Very Slow SQL Server Query using Functions

Molloch picture Molloch · Dec 3, 2012 · Viewed 7.3k times · Source

This sort of follows on from a previous question:

SQL Server Query time out depending on Where Clause

In which a query would run extremely slowly depending on a where clause. I rewrote that query use CTE and avoided the problem nicely, but never found an answer.

Another, similar, query was tweaked recently to add another field, and suddenly it's performance dropped from taking about ~30 seconds to run and return 10,000 rows, to taking over 10 hours (and eventually returning the same result set). Today I started to troubleshoot this one and found something weird.

I am constantly needing to extract the date only part from datetime values, and so I wrote the logic into a function:

CREATE FUNCTION [dbo].[cDate] ( @pInputDate    DATETIME )
RETURNS DATETIME
BEGIN
        RETURN CAST(CONVERT(VARCHAR(10), @pInputDate, 111) AS DATETIME)
END
GO

I found in this new, inefficient query that if I replaced that function with the CAST(CONVERT(VARCHAR(10), @pInputDate, 111) AS DATETIME) inline in the query, the speed of the query execution dropped from ~10 hours, to just under 2 seconds. I can see no difference in the estimated execution plan. By the way, this was not the field that was added. I assume adding the other field somehow caused the execution plan to change and amplified the above condition.

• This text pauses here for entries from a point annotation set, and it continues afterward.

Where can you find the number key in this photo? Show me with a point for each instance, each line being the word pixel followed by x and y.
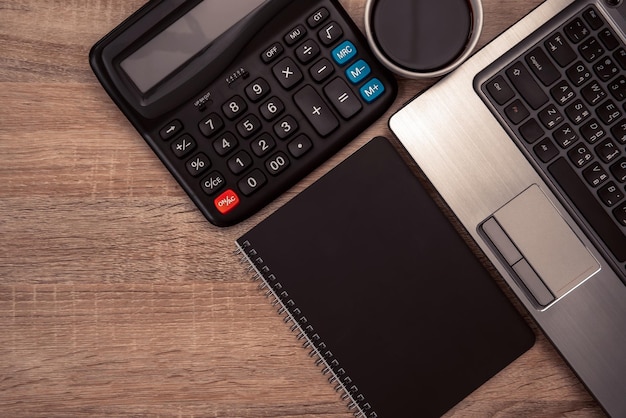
pixel 249 126
pixel 225 144
pixel 240 162
pixel 262 145
pixel 234 107
pixel 272 108
pixel 258 89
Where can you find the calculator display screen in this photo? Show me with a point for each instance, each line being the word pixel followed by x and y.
pixel 182 40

My question is, is this normal? I make use of functions for repetitive processes, as above, as they are easier to maintain, remember and to update if you find a more efficient way of doing something. Should I be doing something to my functions to improve their performance?

Answer

Martin Smith picture Martin Smith · Aug 23, 2015

If you must encapsulate this in a function see Scalar functions, inlining, and performance: An entertaining title for a boring post

Rewrite it as follows

CREATE FUNCTION dbo.cDate_Inline
(
    @pInputDate DATETIME
)
RETURNS TABLE
AS
    RETURN
    (
        SELECT DATEADD(day, DATEDIFF(Day, 0, @pInputDate), 0) AS [Date]
    )

Then instead of

SELECT *,
       [dbo].[cDate](modify_date) AS modified
FROM   sys.objects 

Use

SELECT *,
       ca.Date AS modified
FROM   sys.objects
       CROSS APPLY dbo.cDate_Inline(modify_date) ca 

This will be inlined into the plan by the query optimiser.